Bancel has repeatedly promised that Moderna’s new therapies will change the world, but the company has refused to publish any data on its mRNA vehicles, sparking skepticism from some scientists and a chiding from the editors of Nature.
The indefinite delay on the Crigler-Najjar project signals persistent and troubling safety concerns for any mRNA treatment that needs to be delivered in multiple doses, covering almost everything that isn’t a vaccine, former employees and collaborators said.
originally posted by: AaarghZombies
originally posted by: pfishy
a reply to: AaarghZombies
The particular study is mRNA-1273-P205 (Moderna).

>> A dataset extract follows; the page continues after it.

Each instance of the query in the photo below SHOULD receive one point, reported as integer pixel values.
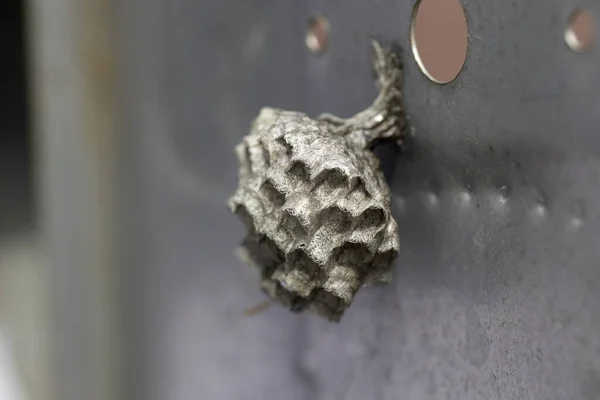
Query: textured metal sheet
(497, 197)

I'm not prohibited from sharing my participant number, but I am hesitant to do so. What is your reason for wanting to know it, if you don't mind me asking?
One reason would be verification, if you started talking about bodies piling up knee deep I could check and see if it was true.
Also, if I know you in the real world I shouldn't be talking to you on this thread. It would be an ethics violation.